# Board Layout Advice



## RunningSparky (Feb 9, 2013)

I'm getting ready to start building out my patch panels and need some experienced advice for this data rookie going solo on this job. 40 drops, split into 5 office suites. Each suite gets dedicated 4U rack, 24-port patch panel & 1U shelf. Remaining 2U open for tenant to put switches, or other goodies. 

The building owner put up OSB instead of a nice 3/4" ply board for me to put my wall-mount racks on. This space will also have phone co. and cable co. 

1. You can see phone co. has pulled their cable in. How much room typically they need? Can cable co. go above? "Stacked" configuration for these two utilities? What is common? 

2. What order would you put the patch panel & shelf? 

3. I'm not sure I want to bring cable in from the back...drilling through board into the racks. This is in a "loft" area, I brought all home runs behind the board. Can I bring my cable trunk down the side and come into racks that way? What is common practice? 

I've tossed around thoughts of sleeving some EMT to help route things, maybe I'm overthinking things. I just don't want to have to redo anything while still thinking about future room to grow.


----------



## splatz (May 23, 2015)

Do yourself a favor, lay this all out with masking tape. I think you'll find you need more space. 

Each tenant will have a receptacle, a surge strip, a shelf, a patch panel bracket, and possibly an RJ21X from the telco. They may want a small UPS battery backup as well. The shelf will have to hold a cable or dsl modem, a router, possibly a switch (full size switches don't fit in those brackets) and possibly a cable co telephony device. 

That's going to be about 4' wide by 18" tall per tenant. Nobody wants there stuff up by the ceiling where they have to stand on a bucket to check a connection. Nobody wants to crawl on the floor either. 

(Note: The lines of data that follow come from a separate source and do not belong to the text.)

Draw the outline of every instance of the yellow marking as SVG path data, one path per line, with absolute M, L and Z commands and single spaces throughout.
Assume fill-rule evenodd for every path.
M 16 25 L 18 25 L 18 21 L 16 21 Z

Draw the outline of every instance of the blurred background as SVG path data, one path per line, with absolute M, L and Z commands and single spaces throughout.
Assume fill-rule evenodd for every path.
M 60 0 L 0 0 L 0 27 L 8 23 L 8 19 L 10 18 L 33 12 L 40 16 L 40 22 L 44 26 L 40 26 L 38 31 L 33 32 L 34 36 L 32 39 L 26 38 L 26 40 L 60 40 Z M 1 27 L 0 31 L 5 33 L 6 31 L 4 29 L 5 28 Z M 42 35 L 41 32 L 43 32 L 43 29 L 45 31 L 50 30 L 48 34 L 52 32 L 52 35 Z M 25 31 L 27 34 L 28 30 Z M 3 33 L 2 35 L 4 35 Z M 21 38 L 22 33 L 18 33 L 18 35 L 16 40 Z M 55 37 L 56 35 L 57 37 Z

I'd do one of two things: 

1. Rip down that OSB and put up 3/4" plywood, mount it so the top is about 6' high and the bottom is about 2' off the floor. Divide it into six 4' x 16" sections. Lower left for the telco terminal and cable co's splitter / amp, the rest one per tenant. 

2. Install two full size racks, send back the patch panel brackets, divide those up between the tenants. You could try and squeeze them into one but it would be a mistake. 

The cable routing - I'd come in from behind the wall into each patch panel bracket if you go with a wall mount. With racks, it's simple.


----------



## gnuuser (Jan 13, 2013)

splatz said:


> Do yourself a favor, lay this all out with masking tape. I think you'll find you need more space.
> 
> Each tenant will have a receptacle, a surge strip, a shelf, a patch panel bracket, and possibly an RJ21X from the telco. They may want a small UPS battery backup as well. The shelf will have to hold a cable or dsl modem, a router, possibly a switch (full size switches don't fit in those brackets) and possibly a cable co telephony device.
> 
> ...


i agree but also install a sheet-metal backing plate behind the plywood and bolt the rack housing to it with anti vibe washers:thumbsup:
vibration from various sources can do a lot of damage over time.


----------



## Wired4Life10 (Jul 9, 2011)

Is this in an attic without heating and cooling? If so, what idiot designated this space and why the hell did you agree to do it there?


----------



## Wpgshocker (Jan 25, 2013)

Panduit chase down the middle with smaller panduit branches. It will keep it neat and easy to work on later. In a perfect world, the metal gutters from middle Atlantic are awesome for running and concealing a mess of wire.


Sent from my iPhone using Tapatalk


----------



## lortech (Mar 7, 2012)

splatz said:


> Do yourself a favor, lay this all out with masking tape. I think you'll find you need more space.
> 
> Each tenant will have a receptacle, a surge strip, a shelf, a patch panel bracket, and possibly an RJ21X from the telco. They may want a small UPS battery backup as well. The shelf will have to hold a cable or dsl modem, a router, possibly a switch (full size switches don't fit in those brackets) and possibly a cable co telephony device.
> 
> ...


He needs fire resistant plywood or special paint to paint the backboard. Also need electrical outlets dedicated to the data and not shared with anything else in the apt,business.


----------